Visit to The Legion of Honor, Traversi’s The Fortune Teller

Posted Jun 12, 2008 at 5:05 pm, Mr. S

I had nearly a full day open following the MoodleMoot SFo, and with @kenwoodward claiming the rental car, I decided to visit one of my favorite museum’s at The Palace of the Legion of Honor.

I arrived just before the museum opened, giving me time to stroll the grounds and observe a number of bouncing, velveteen birds amongst the lawns and flowers. After 9:30 I hobbled down to the cafe, where I spun out a couple sudoku puzzles under a hot mug of tea and apple strudel. Then it was on to the Greek, Roman, and Egyptian antiquities before heading upstairs to the main galleries.

On the main floor, the first piece that I took notice of was one I’d been curious about before, but never contemplated beyond it’s surface: Gaspere Traversi’s The Fortune Teller, ca. 1760. I’ve not had any training in art history, but offer a short critique with an amateur’s interest:

detail The Fortune Teller

mharrsch through Creative Commons licensing

Traversi’s The Fortune Teller shows a mirror of two women, one old, the other ostensibly young, but with subtle signs of oncoming age. Though the subjects are distinctly client and reader, wealthy and poor, the women are reflections of each other. One tells what the other wants to hear, and like many psychics, through simple tricks of confidence, they are of one mind; they wear the same greedy smile; and, as we see just below the palm, they posess a common purse.

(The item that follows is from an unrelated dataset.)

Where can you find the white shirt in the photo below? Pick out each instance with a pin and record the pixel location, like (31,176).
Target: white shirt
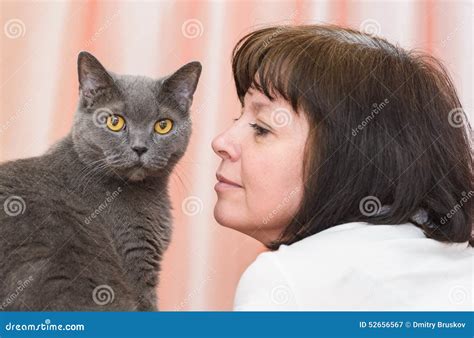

Traversi has portrayed them in inverted postures, like two sides of the same coin: their heads leaning in together, touching near the crown present a near identical physical arrangement. And though one is rich and the other poor, their clothing shares similar visual connections: the fortune teller’s blue head scarf matches her client’s blue hair ribbons; as the younger woman’s white sleeves press out from beneath her dress, so do the sleeves of the fortune teller, though with less pomp and whiteness, recalling age and use. Similarly, the gray hair of the old woman can find it’s roots in the graying roots of the younger. Finally, curiously, both women wear pearl earrings.

The reflective quality of these women is not so much dichotomous to me as it is foreboding; like a still-life, these women of singular mind incarnate aging and superficiality, and through this I feel a moral warning. Perhaps it is through irony, for as the young woman looks to the future, she looks only to fantasy; whereas the reality of her future is apparent not in her own palm, but in the face, hair, dress, and posture of her counterpart

The old man peering over the fortune teller’s shoulder is something of a mystery, clutching the eerily-eyed bird-head of his cane, but I think this to tells something of the narrative: we might assume he is the fortune teller’s husband, and at the risk of being corrected by other details I’ve overlooked, we might infer that the younger woman is unmarried, and seeking counsel on her prospects for taking a husband. His presence is a conspicuous disparity to what otherwise stands as a strongly symmetrical composition, and so an absence of a “reflection” on the younger woman’s side of the canvas is notable.

Though presumed to be of separate lineage, the women in The Fortune Teller are connected intergenerationally. I see a similar pattern in Traversi’s The Merry Company, where the old, somewhat disheveled man in the foreground grins his gums and lifts his hat, while in the background a younger verdion of the man grins with a younger set of teeth, but the same cheery and hopeful eyes.



Susanna

Other works of notable impact on this visit:

Though my visit was cut a bit short by the arrival of my colleague, it was one of my most satisfying visits to this museum, and on several instances I found myself whispering that I’d gladly live another and another lifetime wrapped in the alternating mixture of discipline, reverence, and decadence as a painter.